Il sostegno di tipo sociale e la creazione di punti di riferimento sono al centro dell'opera del Melograno che non si pone l’obiettivo di insegnare metodi ma più che altro di creare una rete di sostegno.

«Abbiamo constatato che la solitudine forzata di questo periodo ha messo in luce ciò che già c’era. Chi viveva una situazione di relazioni conflittuali o di disagio ha visto queste cose amplificarsi affrontando la nuova nascita in solitudine. Chi invece era in una situazione di accoglienza del bambino con una buona centratura ha trovato delle grandi risorse nella possibilità di stare in quarantena. Non dimentichiamo che anche i quaranta giorni dopo il parto si chiamano proprio quarantena e poterla vivere in tranquillità, senza interferenze, senza tempi programmati, per molte donne è stata una fortuna. Non va dimenticato però che per una mamma al primo figlio un neonato è praticamente un alieno ed è lì che la rete dei rapporti solitamente viene in aiuto, rete che è mancata e che ora risulta nuovamente in pericolo».

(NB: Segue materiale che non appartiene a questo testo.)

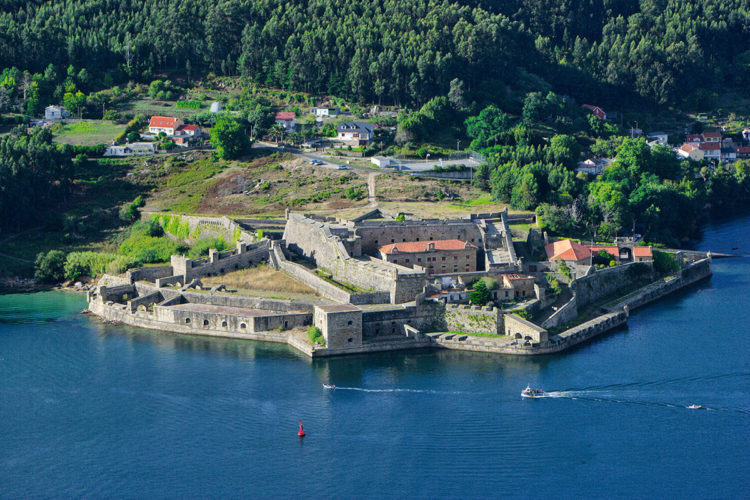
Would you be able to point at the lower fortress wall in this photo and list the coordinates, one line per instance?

Un’utile presenza, purtroppo ancora da considerarsi una fortunata conseguenza della situazione è stata quella dei papà. «Questa è stata una bella sorpresa e un valore che si è scoperto nell'aspetto della cura, speriamo sia uno degli insegnamenti che non andranno persi dopo l'emergenza». Come hanno vissuto le nuove mamme la nascita e i primi momenti con il bimbo in questa strana stagione è stato estremamente soggettivo ci spiega Silvia. «Partorire in un ambiente così medicalizzato e affrontare i primi mesi in solitudine, spesso ha tirato fuori una forza interiore che molte non sapevano di avere. La coscienza di sapercela fare da sole e il coltivare la propria intimità sono sicuramente stati dei vantaggi, ma la possibilità delle madri di essere a loro volta accudite, ad esempio dai genitori, sicuramente è mancata. La vicinanza delle persone care e l'esempio delle altre madri o di chi può dare una mano essendoci già passato è un valore che a loro non è stato concesso o è stato concesso poco».

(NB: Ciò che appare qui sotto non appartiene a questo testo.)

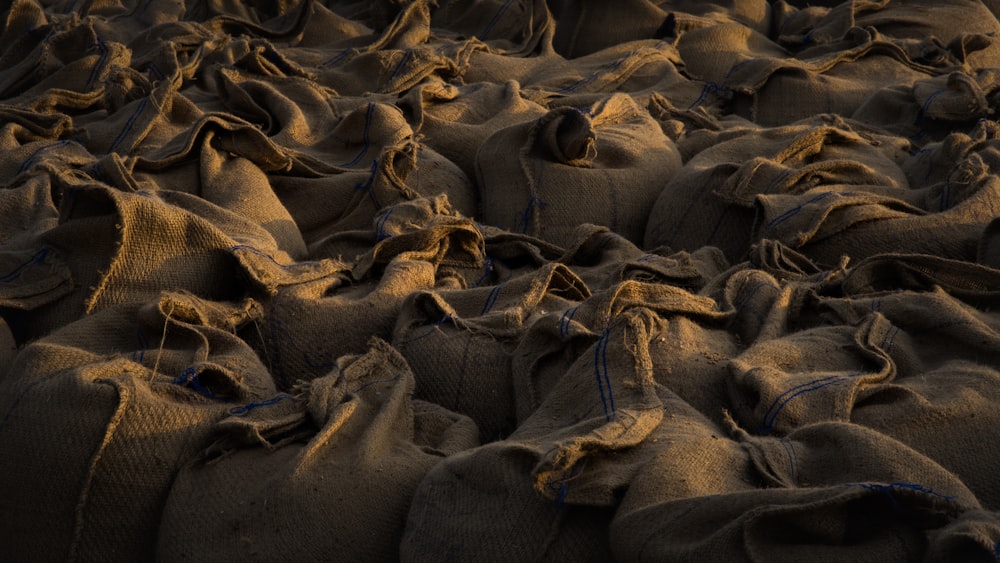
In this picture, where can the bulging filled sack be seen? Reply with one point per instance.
(99, 417)
(328, 472)
(604, 164)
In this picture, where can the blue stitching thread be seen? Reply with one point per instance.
(335, 59)
(407, 56)
(945, 196)
(889, 339)
(753, 292)
(430, 331)
(565, 322)
(603, 379)
(253, 250)
(369, 184)
(376, 382)
(243, 410)
(31, 158)
(771, 414)
(495, 19)
(491, 299)
(793, 462)
(103, 48)
(922, 114)
(190, 379)
(486, 272)
(706, 90)
(37, 259)
(792, 212)
(129, 124)
(365, 139)
(138, 355)
(888, 489)
(380, 233)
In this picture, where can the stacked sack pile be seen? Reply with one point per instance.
(499, 280)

Siete riuscite in qualche modo comunque a far sentire le donne parte di una comunità accudente ed accogliente? «Inizialmente abbiamo faticato ma pian piano siamo riuscite a ricreare, pur con i limiti dati dalla distanza, il cerchio che siamo solite vivere quando teniamo i nostri incontri in sede. È stato importante far capire che i neonati potevano farne parte, dovevano poter piangere, essere allattati, cambiati ed accuditi».

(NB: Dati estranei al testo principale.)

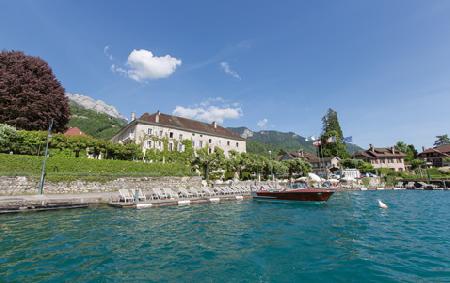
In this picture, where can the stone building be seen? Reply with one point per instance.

Il Melograno assicura che non smetterà di esserci nemmeno ora. Da giugno le operatrici ricevono solo su appuntamento individuale o in microgruppi. «Anche se non sappiamo con che modalità continueremo il nostro servizio, del fatto che continueremo siamo certe. Lo faremo secondo le regole che man mano ci saranno date. Abbiamo bisogno di organizzare il lavoro perché la mole di impegno del nostro personale è aumentata di molto e sentiamo già la fibrillazione delle donne da quando ci sono nuovamente cambiamenti nell'aria».

Quali sono le vostre preoccupazioni e le vostre speranze, cosa è stato dimenticato in questi mesi secondo voi? «Per le madri non è stato facile. Le storie di fatica sono soprattutto quelle di donne alle prese con bambini un po' più grandi, con i neonati è quasi stato più facile. Le donne sono rimaste a casa e si sono ritrovate con bambini da seguire e magari uno smartwork da portare avanti. Queste sono donne che purtroppo non sono riuscite a raggiungere servizi come il nostro, non ne hanno avuto il tempo. Le nostre operatrici, come quelle di altre realtà, avrebbero sicuramente potuto aiutarle ma purtroppo queste donne erano troppo oberate dall'impegno quotidiano. È importante il sostegno alle famiglie ma nei decreti ed ordinanze visti finora i neonati sono nominati. Noi crediamo che la serenità delle madri e dei padri dei nascituri e dei bimbi più piccoli sia un investimento. Vorrei che fosse data importanza anche a questo, che non ci si dimentichi dell'inizio della vita».